Four sources on Tuesday confirmed that Burundi is withdrawing its forces from the eastern Democratic Republic of Congo where they had been fighting against M23 rebels.
The sources said Burundi troops withdrawing from the war have dealt a major blow to Congo’s army as it struggles to halt a rebel advance.
But a spokesman for the Burundian military dismissed reports of the ongoing pull-out as “fake”, and said in a post on X that his country’s soldiers were “continuing to execute their missions in their areas of responsibility” in Congo.
The pull-out came as the United Nations human rights office accused M23 rebels of executing children in eastern Congo during their advance, which has seen the group seize the region’s two largest cities.
“A number of trucks filled with (Burundian) military arrived in the country since yesterday” through a border post, a Burundian army officer said, confirming movements also described by two U.N. sources and an African diplomat.
Burundian soldiers fought alongside the Congolese to try to defend Kavumu, home to the airport that services Bukavu, the capital of South Kivu province, which fell over the weekend.
It was the rebels’ most significant prize since they seized Goma, the biggest city in eastern Congo, in late January.
Burundi has had soldiers in eastern Congo for years, initially to hunt down Burundian rebels there, but more recently, to aid in the fight against M23.
The well-equipped M23 is the latest in a long line of ethnic Tutsi-led rebel movements to emerge in Congo’s volatile east.
In their march south, the rebels on Tuesday entered the town of Kamanyola, some 50 km (31 miles) south of Bukavu, according to two residents and an M23 source.
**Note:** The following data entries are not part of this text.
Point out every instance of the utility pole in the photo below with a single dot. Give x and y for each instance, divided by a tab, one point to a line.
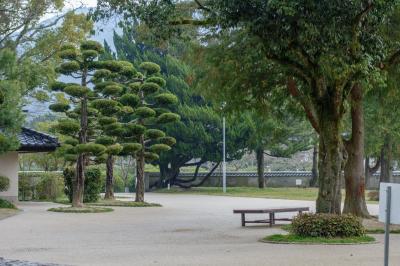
223	157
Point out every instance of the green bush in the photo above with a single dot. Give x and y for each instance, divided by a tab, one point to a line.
4	183
93	183
373	195
50	187
327	225
40	185
4	204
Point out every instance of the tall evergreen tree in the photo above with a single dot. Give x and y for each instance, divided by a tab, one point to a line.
79	64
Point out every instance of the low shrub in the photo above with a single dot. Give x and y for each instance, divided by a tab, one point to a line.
40	185
4	204
4	183
50	187
327	225
93	183
373	195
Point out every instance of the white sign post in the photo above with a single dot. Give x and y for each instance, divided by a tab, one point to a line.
389	211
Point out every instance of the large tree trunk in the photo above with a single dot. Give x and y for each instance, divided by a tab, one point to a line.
260	167
109	178
354	169
140	162
329	162
314	171
369	171
79	182
386	160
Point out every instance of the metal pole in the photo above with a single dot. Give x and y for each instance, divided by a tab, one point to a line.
387	223
223	155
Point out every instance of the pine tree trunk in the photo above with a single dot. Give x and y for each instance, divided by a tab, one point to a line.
140	162
329	163
79	182
314	170
386	160
354	169
260	167
109	178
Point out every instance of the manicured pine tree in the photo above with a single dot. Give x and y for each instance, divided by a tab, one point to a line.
143	107
111	83
78	63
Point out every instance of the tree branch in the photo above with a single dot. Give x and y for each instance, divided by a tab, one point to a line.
305	102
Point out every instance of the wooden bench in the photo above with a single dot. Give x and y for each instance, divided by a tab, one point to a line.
271	213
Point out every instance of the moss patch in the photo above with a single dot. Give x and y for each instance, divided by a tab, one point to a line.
4	204
86	209
293	239
119	203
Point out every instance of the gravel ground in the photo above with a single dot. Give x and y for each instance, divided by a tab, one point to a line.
187	230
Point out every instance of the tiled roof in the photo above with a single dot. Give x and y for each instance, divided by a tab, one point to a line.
34	141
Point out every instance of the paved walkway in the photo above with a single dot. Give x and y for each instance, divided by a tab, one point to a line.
188	230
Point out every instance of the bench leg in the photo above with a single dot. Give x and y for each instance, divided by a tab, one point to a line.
271	219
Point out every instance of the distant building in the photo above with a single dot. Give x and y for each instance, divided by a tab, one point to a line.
31	141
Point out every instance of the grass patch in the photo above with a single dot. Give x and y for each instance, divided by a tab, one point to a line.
271	193
120	203
291	193
5	204
86	209
294	239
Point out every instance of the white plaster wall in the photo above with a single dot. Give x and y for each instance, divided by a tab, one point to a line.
9	168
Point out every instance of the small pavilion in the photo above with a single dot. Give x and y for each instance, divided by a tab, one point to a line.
31	141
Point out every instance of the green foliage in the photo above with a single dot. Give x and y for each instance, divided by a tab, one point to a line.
166	98
131	148
58	86
150	68
170	141
154	133
68	54
294	239
168	118
4	204
40	186
68	126
102	73
71	141
151	156
145	112
158	80
92	183
106	106
92	45
76	90
49	187
134	129
4	183
67	68
327	225
129	99
105	140
13	81
92	148
134	87
158	148
114	149
149	88
112	90
107	120
59	107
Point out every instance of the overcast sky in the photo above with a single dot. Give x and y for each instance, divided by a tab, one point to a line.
71	4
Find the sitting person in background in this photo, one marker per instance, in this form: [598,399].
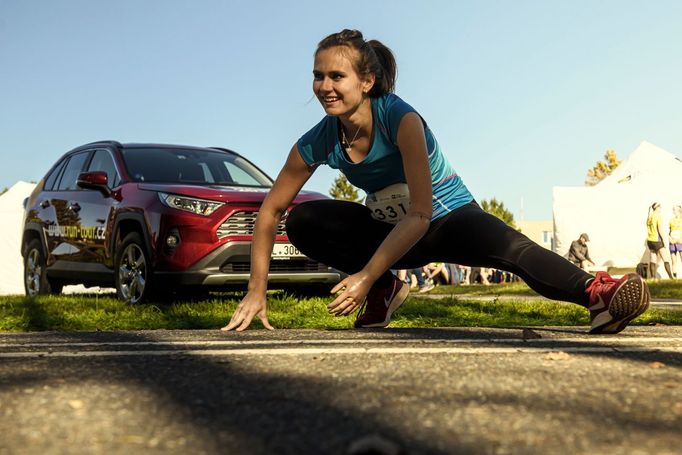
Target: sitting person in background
[437,272]
[579,254]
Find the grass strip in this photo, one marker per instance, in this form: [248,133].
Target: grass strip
[95,312]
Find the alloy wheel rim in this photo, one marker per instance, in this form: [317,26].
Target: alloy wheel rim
[132,274]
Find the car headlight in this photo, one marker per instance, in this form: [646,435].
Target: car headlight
[190,204]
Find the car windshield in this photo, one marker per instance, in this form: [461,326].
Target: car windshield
[192,167]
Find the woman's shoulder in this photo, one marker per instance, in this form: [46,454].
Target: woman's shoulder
[322,131]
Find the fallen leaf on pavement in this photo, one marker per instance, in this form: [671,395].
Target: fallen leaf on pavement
[557,355]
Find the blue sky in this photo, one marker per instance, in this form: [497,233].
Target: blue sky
[522,95]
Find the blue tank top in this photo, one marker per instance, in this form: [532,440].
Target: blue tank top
[383,164]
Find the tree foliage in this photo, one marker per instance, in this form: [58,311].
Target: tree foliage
[342,189]
[497,208]
[603,168]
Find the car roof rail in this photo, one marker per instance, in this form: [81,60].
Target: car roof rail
[106,142]
[226,150]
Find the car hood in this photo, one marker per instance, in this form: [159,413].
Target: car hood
[226,194]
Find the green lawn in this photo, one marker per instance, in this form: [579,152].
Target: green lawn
[98,312]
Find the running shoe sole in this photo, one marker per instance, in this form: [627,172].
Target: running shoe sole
[629,301]
[398,300]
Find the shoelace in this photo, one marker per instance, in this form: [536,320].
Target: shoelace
[362,309]
[601,278]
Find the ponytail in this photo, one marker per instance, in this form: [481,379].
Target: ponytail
[373,57]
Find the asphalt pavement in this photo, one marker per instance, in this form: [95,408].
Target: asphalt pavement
[410,391]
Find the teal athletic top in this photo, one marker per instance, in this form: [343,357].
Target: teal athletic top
[383,164]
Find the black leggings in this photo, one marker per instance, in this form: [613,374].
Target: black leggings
[344,235]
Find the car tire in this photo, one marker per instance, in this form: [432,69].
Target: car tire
[35,272]
[132,268]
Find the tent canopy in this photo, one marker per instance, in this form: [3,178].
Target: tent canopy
[614,211]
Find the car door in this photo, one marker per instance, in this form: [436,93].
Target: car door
[97,208]
[64,241]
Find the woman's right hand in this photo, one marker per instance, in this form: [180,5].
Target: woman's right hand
[253,304]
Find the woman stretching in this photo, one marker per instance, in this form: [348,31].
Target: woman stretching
[418,210]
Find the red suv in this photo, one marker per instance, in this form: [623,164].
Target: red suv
[149,218]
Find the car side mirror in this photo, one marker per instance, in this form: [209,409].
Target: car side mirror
[95,180]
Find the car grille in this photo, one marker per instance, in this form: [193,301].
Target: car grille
[241,223]
[277,266]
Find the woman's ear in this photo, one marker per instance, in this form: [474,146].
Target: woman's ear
[368,83]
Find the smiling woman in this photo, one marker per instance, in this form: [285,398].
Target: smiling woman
[383,146]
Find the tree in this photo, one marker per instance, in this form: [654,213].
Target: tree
[602,169]
[344,190]
[497,208]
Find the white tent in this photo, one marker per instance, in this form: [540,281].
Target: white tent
[11,224]
[11,214]
[613,213]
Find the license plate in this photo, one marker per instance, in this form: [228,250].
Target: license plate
[285,251]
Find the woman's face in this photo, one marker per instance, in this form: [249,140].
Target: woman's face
[336,83]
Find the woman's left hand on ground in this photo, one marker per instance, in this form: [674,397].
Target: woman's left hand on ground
[354,289]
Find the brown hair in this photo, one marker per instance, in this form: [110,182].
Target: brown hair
[374,57]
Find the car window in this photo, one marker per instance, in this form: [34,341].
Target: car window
[73,168]
[239,174]
[191,166]
[52,176]
[103,161]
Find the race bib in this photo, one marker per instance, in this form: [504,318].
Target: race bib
[390,204]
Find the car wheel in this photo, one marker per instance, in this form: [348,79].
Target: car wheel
[132,270]
[35,272]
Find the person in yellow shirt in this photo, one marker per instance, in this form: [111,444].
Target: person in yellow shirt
[654,241]
[676,240]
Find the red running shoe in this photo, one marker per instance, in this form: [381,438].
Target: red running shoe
[381,303]
[614,303]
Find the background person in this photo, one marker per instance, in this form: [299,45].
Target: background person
[655,242]
[419,209]
[579,253]
[676,240]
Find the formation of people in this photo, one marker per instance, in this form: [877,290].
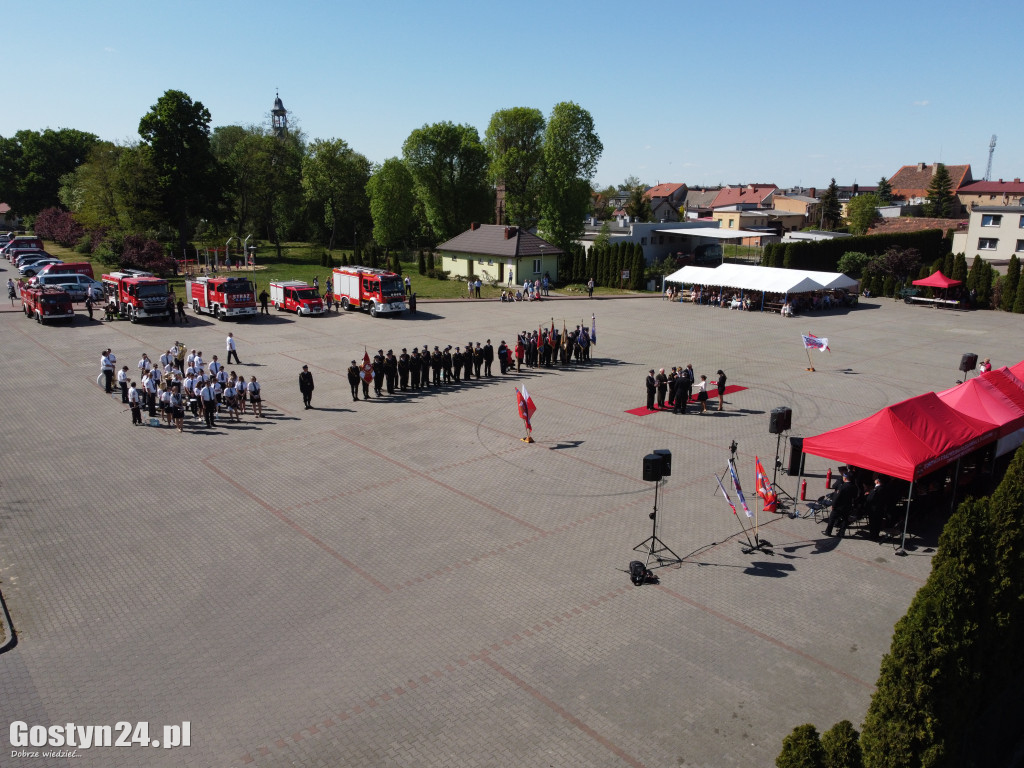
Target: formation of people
[180,380]
[675,389]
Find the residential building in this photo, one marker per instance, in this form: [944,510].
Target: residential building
[492,252]
[910,183]
[994,232]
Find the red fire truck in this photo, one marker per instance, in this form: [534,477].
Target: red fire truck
[374,291]
[136,295]
[46,303]
[296,296]
[222,297]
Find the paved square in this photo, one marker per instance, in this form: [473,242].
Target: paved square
[403,582]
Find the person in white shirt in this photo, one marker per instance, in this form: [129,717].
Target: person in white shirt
[231,349]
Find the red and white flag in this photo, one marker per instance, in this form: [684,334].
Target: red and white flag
[525,406]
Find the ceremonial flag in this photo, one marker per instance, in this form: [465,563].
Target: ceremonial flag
[764,487]
[368,370]
[525,406]
[726,495]
[813,342]
[739,491]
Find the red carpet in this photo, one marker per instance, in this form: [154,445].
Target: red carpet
[712,398]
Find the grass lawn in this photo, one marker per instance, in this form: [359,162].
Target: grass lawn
[301,261]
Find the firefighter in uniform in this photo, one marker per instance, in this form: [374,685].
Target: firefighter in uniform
[353,380]
[414,370]
[403,371]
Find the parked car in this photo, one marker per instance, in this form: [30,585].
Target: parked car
[34,266]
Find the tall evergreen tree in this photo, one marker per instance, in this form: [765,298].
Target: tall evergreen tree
[1010,281]
[832,211]
[940,194]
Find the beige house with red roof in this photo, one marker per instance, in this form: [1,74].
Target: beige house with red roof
[744,198]
[911,181]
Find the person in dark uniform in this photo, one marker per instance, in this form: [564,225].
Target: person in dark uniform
[403,371]
[503,357]
[390,371]
[843,505]
[488,358]
[457,365]
[425,367]
[353,380]
[306,387]
[435,366]
[663,387]
[446,365]
[378,367]
[414,370]
[477,359]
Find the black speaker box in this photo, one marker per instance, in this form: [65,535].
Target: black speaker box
[666,462]
[796,456]
[652,464]
[780,420]
[969,361]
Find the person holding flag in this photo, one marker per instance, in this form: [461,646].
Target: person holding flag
[526,409]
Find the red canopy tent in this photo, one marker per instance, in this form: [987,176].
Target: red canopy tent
[937,280]
[907,440]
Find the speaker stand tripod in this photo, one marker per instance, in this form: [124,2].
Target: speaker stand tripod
[654,547]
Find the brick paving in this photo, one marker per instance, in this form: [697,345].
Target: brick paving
[404,583]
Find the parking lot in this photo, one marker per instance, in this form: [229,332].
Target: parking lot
[403,582]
Fighting between rebels and the Congolese army also took place on Tuesday in Lubero territory, north of Goma, local official Kambale Vighuliro and army colonel Alain Kiwewa told Reuters.
Meanwhile, Congo President Felix Tshisekedi met his Angolan counterpart Joao Lourenco in Luanda, the Angolan capital, to discuss the accelerated deterioration of the security situation in eastern Congo, the Angolan presidency said in a statement posted on Facebook.
Rwanda rejects allegations from Congo, the United Nations and Western powers that it supports the group with arms and troops.
It says it is defending itself against the threat from a Hutu militia, which it says is fighting with the Congolese military.
Congo rejects Rwanda’s complaints and says Rwanda has used its proxy militias to loot its minerals.